The year 2009 marks the 200th birth anniversary of Abraham Lincoln, and also the end of Manmohan Singh’s term as prime minister. Both ended
office with awesome reputations as honest men in highly corrupt eras. Lincoln was nicknamed Honest Abe. Singh has been called sharif Manmohan.
Yet, critics have accused both Lincoln and Singh of being hypocrites who advertised their personal honesty but agreed to dirty deals to promote their political aims. Singh’s elevation to the top post in 2004 was hailed as a historic breakthrough for integrity. Yet, within days he formed a council of ministers that included seven politicians facing criminal charges. The most notorious was Mohammed Taslimuddin, a Bihari ganglord accused of crimes ranging from murder to rape, a close pal of RJD chief Lalu Yadav.
Earlier, when joining Deve Gowda’s government in 1996, Lalu managed to get Taslimuddin made a minister. But following a public outcry, Deve Gowda dropped Taslimuddin. Deve Gowda was capable of feeling embarrassed at such a scandalous appointment. Not so Dr Singh.
He ended his term with an episode just as sleazy. He faced defeat on a confidence vote on the Indo-US nuclear deal. The Left front had ditched him on this issue, and frenzied last-minute efforts had to be made to secure enough defections from Opposition parties to survive. In Parliament, Opposition legislators exhibited huge quantities of currency allegedly paid to buy their votes.
Ultimately Dr Singh won the confidence vote. But so afraid was he of losing another such vote that subsequent sessions of Parliament were declared to be mere extensions of the monsoon session. Not more than one confidence motion can be moved in a single session, so this manoeuvre saved Dr Singh from having to face another vote of confidence, and possible defeat.
Cynics say that all’s fair in love, war and politics, and other parties are no better. They say that Dr Singh was never PM except in name: he simply carried out Sonia Gandhi’s instructions. Does this argument absolve Dr Singh? Hardly. He could have resigned rather than give in to tainted ministers and vote buying. But he chose to go along with these.

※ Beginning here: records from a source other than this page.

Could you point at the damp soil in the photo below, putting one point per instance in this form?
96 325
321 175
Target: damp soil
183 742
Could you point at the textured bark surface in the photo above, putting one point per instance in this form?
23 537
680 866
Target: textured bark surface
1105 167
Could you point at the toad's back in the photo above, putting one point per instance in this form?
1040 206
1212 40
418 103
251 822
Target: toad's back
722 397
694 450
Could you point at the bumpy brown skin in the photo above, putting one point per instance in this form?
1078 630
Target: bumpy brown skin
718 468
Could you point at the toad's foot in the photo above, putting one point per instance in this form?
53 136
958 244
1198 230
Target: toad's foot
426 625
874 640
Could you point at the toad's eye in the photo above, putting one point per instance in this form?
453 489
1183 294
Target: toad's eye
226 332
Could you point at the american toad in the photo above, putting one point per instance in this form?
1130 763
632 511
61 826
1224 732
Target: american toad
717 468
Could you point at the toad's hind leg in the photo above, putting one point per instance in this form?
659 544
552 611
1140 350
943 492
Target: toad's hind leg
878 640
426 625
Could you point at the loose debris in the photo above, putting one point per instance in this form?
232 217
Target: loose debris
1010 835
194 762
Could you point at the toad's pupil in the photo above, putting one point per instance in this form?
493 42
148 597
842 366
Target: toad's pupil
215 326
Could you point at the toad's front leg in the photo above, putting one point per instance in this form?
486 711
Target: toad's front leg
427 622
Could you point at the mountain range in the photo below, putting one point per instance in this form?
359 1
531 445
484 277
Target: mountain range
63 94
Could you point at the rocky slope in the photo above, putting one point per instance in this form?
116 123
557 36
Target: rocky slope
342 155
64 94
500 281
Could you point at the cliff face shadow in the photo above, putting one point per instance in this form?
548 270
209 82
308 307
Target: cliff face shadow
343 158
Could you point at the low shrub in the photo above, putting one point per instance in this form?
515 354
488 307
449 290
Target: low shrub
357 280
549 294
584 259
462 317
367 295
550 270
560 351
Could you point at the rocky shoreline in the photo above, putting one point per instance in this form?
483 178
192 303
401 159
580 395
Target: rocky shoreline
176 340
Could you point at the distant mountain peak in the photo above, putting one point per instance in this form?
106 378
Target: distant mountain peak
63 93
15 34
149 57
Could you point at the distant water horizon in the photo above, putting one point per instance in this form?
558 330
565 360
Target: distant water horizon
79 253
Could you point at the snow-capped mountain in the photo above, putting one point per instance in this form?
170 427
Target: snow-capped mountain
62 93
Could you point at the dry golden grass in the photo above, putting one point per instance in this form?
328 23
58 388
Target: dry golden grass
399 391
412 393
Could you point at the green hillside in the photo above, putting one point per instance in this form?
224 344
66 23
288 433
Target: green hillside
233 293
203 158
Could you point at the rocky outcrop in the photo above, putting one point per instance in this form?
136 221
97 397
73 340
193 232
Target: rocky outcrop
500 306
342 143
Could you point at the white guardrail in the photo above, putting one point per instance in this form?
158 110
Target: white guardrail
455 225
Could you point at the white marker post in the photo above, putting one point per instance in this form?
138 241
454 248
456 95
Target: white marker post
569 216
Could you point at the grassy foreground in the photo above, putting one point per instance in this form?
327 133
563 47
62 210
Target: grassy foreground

A stronger defence is that history judges people by their achievements, not the means they used. Abraham Lincoln in his time was also accused of slimy hypocrisy, and with as much justification.
He is revered today as the man who abolished US slavery. Yet, in 1860 he won the Republican nomination to run for president largely because he was seen as moderate on slavery abolition. His chief rival, William Seward, was an outspoken abolitionist. But Lincoln claimed every state had the right to decide whether or not to have slavery, and that imposing abolition would be unconstitutional. He thought slavery was morally wrong, but constitutionally acceptable. His partymen felt this soft approach would help win the Border States — Missouri, Kentucky, Maryland and Delaware — that allowed slavery but opposed the secession of the South. This was a key reason for his nomination and electoral success.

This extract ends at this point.